It all started at the entrance of Swan Hotel. One of those new architecture-y buildings in which the big deal is the slanted roof and the spiral-y stairs.
I was there for a reason, a baby. My baby. I was always worried I would give birth to a monstrous looking baby, but her face, her face was beyond words. Tanned complexion, eye slits that exposed deep brown irides. Most precious thing to me.
I was there for a reason, a baby. My baby. I saw a taxi driving off. I stuck out my thumb for the next one. Wait, I'm in New Jersey, cabs don't come and go like that. Should I call for one? No, not enough time. A man in a gray suit walks by on the phone and says "They're at Castle Care Center". He's a bad man. He's someone I've seen in an action movie, he broke someone's fingers. OK, it's time to go. A black van left unattended, I get in and drive. I speed. Why speed? Why attract attention? Who knows. Police sirens. putputputput. Oh no, I'm going to have an arrest record. Game Over. Continue? Yes.
I was there for a reason, a baby. My baby. I see a taxi stop at the curb. My sister appears from behind me "Let's go!” I should tell the taxi driver to take us to my house, just in case anyone hears, then when he drives off I'll tell him the real deal. I get in and sit in front passenger seat. "Castle Care Center, please." So much for that scheme. The taxi driver is of dark complexion with a long beard, he has friendly eyes. Yet he's quiet, shady. Some time passes and I decide he's a good guy. We are close to arriving where we need to be, even though I really don't know where it is. Streets get narrower, busier. A lot of parallel parking. He stops in middle of street near some place that looks like a corner store with apartments over it. The sign over this corner store like place is "La Casa Care Center". Close enough. I tell him we'll be right back. I get out. Slam door. Glance at sign and turn around to look at cab. He's driving away with my sister! Maybe he's just kidding. My mom does that sometimes, pretends to drive away but comes back around. No time for games now though! I wait. 3 minutes. 5 minutes. 4 minutes. He comes back around block with her. His yellow car. He's not laughing. Not apologizing. No excuses. I don't think or care to ask. My sister comes out, we walk up La Casa Care Center's front steps.

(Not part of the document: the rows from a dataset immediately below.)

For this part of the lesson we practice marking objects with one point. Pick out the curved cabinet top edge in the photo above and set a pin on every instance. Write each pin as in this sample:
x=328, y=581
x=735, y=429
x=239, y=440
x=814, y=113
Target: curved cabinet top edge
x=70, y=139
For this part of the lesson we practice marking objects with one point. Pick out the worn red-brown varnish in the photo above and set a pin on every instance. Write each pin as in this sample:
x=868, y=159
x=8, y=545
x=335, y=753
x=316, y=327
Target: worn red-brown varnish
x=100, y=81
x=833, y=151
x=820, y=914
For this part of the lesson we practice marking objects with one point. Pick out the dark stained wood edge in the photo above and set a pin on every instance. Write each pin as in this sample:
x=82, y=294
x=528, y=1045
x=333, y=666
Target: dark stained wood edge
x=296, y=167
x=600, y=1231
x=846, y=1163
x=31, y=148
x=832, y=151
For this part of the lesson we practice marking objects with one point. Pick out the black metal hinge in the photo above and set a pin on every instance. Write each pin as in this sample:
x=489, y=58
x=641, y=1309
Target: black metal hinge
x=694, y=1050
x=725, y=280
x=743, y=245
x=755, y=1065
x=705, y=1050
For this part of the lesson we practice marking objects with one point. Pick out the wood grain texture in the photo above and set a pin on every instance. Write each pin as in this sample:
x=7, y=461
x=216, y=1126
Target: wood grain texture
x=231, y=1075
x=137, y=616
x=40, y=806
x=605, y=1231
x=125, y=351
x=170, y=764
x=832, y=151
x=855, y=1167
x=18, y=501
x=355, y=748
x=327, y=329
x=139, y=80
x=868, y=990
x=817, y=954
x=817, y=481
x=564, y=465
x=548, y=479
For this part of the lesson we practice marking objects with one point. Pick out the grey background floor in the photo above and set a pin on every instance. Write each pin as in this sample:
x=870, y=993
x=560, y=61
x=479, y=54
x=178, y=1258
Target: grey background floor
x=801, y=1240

I start thinking of the father, all I imagine is reddish brown hair. I kick open the door. I sense trouble already so that seemed an alright thing to do. "WHERE'S MY BABY!? WHERE?!" I see two ladies each holding an infant. I see a toddler playing on the floor with a teething toy. "WHERE IS MY...?" The toddler with teething toy. Tan complexion. Brown eyes. There you are. "I found you!" I embrace her. A lady speaks up, "Are you sure that's your baby?"
Of course that's my baby. I would know her face. Really, Sandra. You remember faces? Aren't you known for not remembering faces? Not putting names to faces? How could I be so sure "My Baby" is this face? I look down at the toddler's head. Blonde hair. Not mine. The ground rumbles as I get furious, the roof shakes. WHATDIDYOUDOTOMYBABY. The lady says "She's here, can't you see?" I look everywhere. From face to face. every corner. every crevice. I look on the ground. Am I stepping on her? Oh no. I look at the lady. She says "look again." I look on the ground again, there is a license plate with blood droplets on it, in cryptic writing are the words "in the seeth". Somehow that made sense. They took my baby and used her parts. She is dead. She is an organ donor. I cry. I wail. my feet give out from underneath me. The lady says "Why so sad? She has a great sensorimotor organ, it was quite useful!"
I am seething. Sensorimotor. Screw all my psychology classes for teaching me that word. I wake up. I look for my heart on the floor.